- 7" vinyl single cover

Song by Jacques Brel

from the album Ces gens-là
- Released: 1965
- Recorded: November 6, 1965
- Genre: Chanson
- Length: 4:38
- Label: Barclay
- Songwriter(s): Jacques Brel

= Ces gens-là (song) =

1962 song by Jacques Brel

"Ces gens-là" is a French language song by the late Belgian singer Jacques Brel, published in 1966 by the Éditions Pouchenel of Brussels, about the despair of a hopeless love. The title, meaning "those people", or, "those folks", has also been translated as "that lot there".

In it the narrator is talking to a third party (a certain "Monsieur" (Sir, or Mister)), where he describes the different members of a given family in a very harsh manner, as in gossip; a family whose existence is particularly mediocre and desperate. He criticizes in particular their immobility.

The list ends with the daughter, the beautiful Frida whom he loves passionately, and whose love is reciprocal, but whose family does not allow the marriage, believing that the suitor is not worthy, which perhaps explains why he hates them so much. In addition: "But let me tell you, Mister, that in that family, you don't leave, Mister, you don't leave."

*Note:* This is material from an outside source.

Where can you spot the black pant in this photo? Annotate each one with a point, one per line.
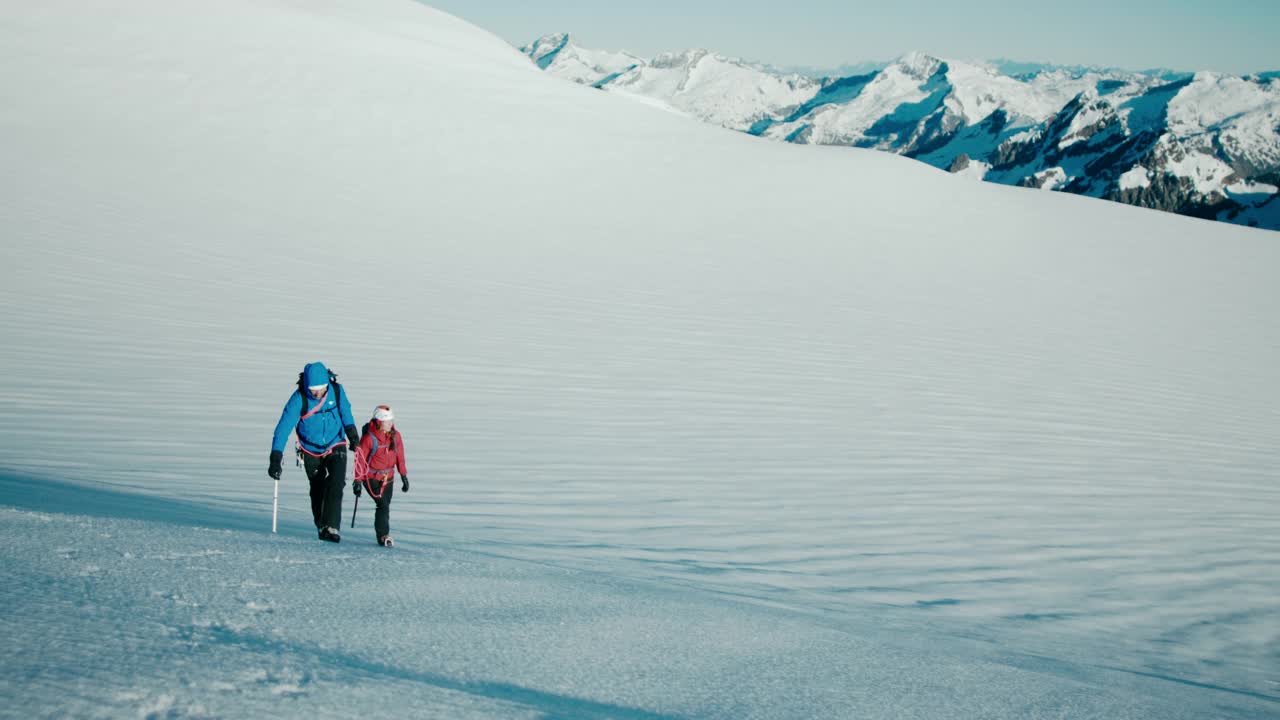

The subjectivity of the narrator, which could taint his judgement, has also been confirmed by Brel, who called it "faux témoin" (false witness) in an interview with Dominique Arban, without rejecting the truth of his criticism of the petite bourgeoisie. On the other hand, although he denounces this environment throughout the song, the narrator concludes, taking leave of the caller and telling him that he must get on his way home, which can be interpreted as an admission of the fact he himself belongs to the middle class, or at least is close to.

The first part of the song is a slow 3/4 time signature of a repetitive theme, of a somber mood, where, from the perspective of voice, tension grows moderately but steadily, and eventually explodes when the narrator evokes Frida, reflecting his passion for her; the music then returns to its first depressed theme for the end of the song.

The song has since been covered by French popular music bands such as Ange, Oxmo Puccino and Noir Désir, although Ange may have missed the point of the song by excluding the part about Frida; on the Le Cimetière des arlequins album cover, is mentioned: "To Jacques Brel, we didn't dare take Frida from you".